I would strongly advise use of the internal dbname/wikiid value in public APIs and metadata. We have made this mistake a dozen times before, and paid for it with painful migrations many times since. In general the canonical domain name should be used in new developments.

Sounds good to me. So for example, this would be using “en.wikipedia” instead of “enwiki”?

@Ottomata, thanks for this context! We're looking into changing to snake case.

Disclaimer: I think this ticket is a wrong place to raise my more generic concerns. Okapi should do whatever okapi needs to do :) but since there’s an active discussion here, I’ll leave the comment here. Please point me to a more appropriate place if one exists.

I would like to raise one more question: why are we forcing everything into schema.org at all?

From schema.org website:

What is the purpose of schema.org?
Schema.org is a joint effort, in the spirit of sitemaps.org, to improve the web by creating a structured data markup schema supported by major search engines. On-page markup helps search engines understand the information on web pages and provide richer search results. A shared markup vocabulary makes easier for webmasters to decide on a markup schema and get the maximum benefit for their efforts. Search engines want to make it easier for people to find relevant information on the web. Markup can also enable new tools and applications that make use of the structure.

TLDR it’s a vocabulary designed for formatting data in a way search engines can understand. They themselves state it does not aim to be a general purpose ontology language. Which might be exactly correct for okapi.

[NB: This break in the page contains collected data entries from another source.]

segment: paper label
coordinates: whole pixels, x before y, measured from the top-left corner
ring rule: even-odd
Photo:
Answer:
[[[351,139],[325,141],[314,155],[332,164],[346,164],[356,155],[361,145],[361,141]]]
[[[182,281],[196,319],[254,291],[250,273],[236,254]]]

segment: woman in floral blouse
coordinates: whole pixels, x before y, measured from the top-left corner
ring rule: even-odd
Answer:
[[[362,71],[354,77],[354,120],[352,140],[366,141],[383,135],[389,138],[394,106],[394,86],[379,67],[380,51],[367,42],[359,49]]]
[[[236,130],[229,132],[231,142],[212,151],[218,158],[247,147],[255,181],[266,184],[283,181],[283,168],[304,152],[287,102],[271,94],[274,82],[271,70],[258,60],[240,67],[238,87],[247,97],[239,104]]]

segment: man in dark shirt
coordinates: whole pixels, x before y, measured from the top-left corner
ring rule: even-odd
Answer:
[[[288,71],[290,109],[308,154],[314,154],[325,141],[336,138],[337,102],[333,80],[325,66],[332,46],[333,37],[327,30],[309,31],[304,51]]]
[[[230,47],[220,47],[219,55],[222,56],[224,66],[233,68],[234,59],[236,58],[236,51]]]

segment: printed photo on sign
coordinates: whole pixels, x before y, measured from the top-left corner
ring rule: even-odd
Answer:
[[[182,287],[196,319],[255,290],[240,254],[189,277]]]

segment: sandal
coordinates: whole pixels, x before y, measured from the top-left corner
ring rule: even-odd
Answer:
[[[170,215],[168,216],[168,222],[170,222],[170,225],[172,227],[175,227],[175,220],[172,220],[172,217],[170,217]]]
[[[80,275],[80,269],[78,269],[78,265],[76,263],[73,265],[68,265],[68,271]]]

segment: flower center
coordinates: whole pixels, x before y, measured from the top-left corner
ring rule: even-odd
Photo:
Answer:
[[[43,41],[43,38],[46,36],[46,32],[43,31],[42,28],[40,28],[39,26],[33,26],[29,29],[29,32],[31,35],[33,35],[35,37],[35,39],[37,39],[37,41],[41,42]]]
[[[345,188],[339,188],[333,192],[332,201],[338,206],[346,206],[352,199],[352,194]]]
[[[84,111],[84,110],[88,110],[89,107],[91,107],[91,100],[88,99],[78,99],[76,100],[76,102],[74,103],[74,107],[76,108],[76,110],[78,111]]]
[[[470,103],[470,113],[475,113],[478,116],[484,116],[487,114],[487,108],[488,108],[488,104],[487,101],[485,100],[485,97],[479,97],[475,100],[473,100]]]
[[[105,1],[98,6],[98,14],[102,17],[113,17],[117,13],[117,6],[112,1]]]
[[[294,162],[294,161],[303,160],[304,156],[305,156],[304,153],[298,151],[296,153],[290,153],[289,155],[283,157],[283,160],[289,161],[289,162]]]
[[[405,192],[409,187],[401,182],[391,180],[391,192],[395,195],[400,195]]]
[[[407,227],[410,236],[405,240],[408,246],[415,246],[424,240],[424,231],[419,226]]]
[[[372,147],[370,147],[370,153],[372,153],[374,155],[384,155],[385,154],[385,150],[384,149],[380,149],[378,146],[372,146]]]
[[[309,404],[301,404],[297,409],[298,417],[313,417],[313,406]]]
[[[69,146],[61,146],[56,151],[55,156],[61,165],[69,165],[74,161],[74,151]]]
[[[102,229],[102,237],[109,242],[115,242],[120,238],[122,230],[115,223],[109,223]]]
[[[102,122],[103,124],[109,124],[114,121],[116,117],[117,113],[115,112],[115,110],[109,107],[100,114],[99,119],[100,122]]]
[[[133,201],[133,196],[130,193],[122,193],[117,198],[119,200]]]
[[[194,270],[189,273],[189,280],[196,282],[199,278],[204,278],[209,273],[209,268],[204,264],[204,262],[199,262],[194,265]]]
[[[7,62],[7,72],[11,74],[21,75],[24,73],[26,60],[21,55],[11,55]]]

I do however feel hesitant about making it a general-purpose standard for our internal events and data structures. As we already have seen, forcing everything into it makes us rename some of the most basic concepts we’ve been using for the past 15 years, and we’ve barely scratched the surface here, I anticipate that if we wanted to standardize around schema.org, we’d need to rename everything.

This beg the question: how deep do you thing we should drag schema.org terminology into our stack? Are we going to rename our database fields? I hope not. This means that if we do decide to use schema.org terms, we need to know how to transform from well established media wiki terms into schema.org. No matter what, in practice there will have to be a layer that knows that “version” is a “revision of” and “name” is a “page_id”

So, if we need not only be defining the schema for schema.org, but probably more importantly define the mappings. If we had easy transformation, supporting schema.org become a question of rendering, we are free generate schema.org markup on the edge for external consumers that want or need it.

Every time someone needs to move camelCased data identifiers in case insensitive systems, they will have to write code that reasons about the case changes.

For reference, here's an example of case aware code we had to write to automate ingestion of event data into Hive. I'd much prefer if we never have to write that again!

I agree with above points @Pchelolo - deciding now if it's the best approach for Okapi as well. I think what it provides for us is a clear path of ways to name things but it is full of gaps and holes for data we need to add to the schema. The Wikidata front is more clear, in terms of flattening the ontology into schema.org.

We're adding a few new fields and I'm working through the right approach now, we have a clear window right now to make that decision. I'll share with you all as I get through what that might look like.

@Krinkle wrote:

I would strongly advise use of the internal dbname/wikiid value in public APIs and metadata. We have made this mistake a dozen times before, and paid for it with painful migrations many times since. In general the canonical domain name should be used in new developments.

Sounds good to me. So for example, this would be using “en.wikipedia” instead of “enwiki”?

Yes, and more specifcally en.wikipedia.org (I'm not aware of APIs where we return or expect it without TLD).

Actually, this function is probably more interesting.

@RBrounley_WMF, @Protsack.stephan: Hi, the Due Date set for this open task was a while ago.
Can you please either update or reset the Due Date (by clicking Edit Task), or set the status of this task to resolved in case this task is done? Thanks.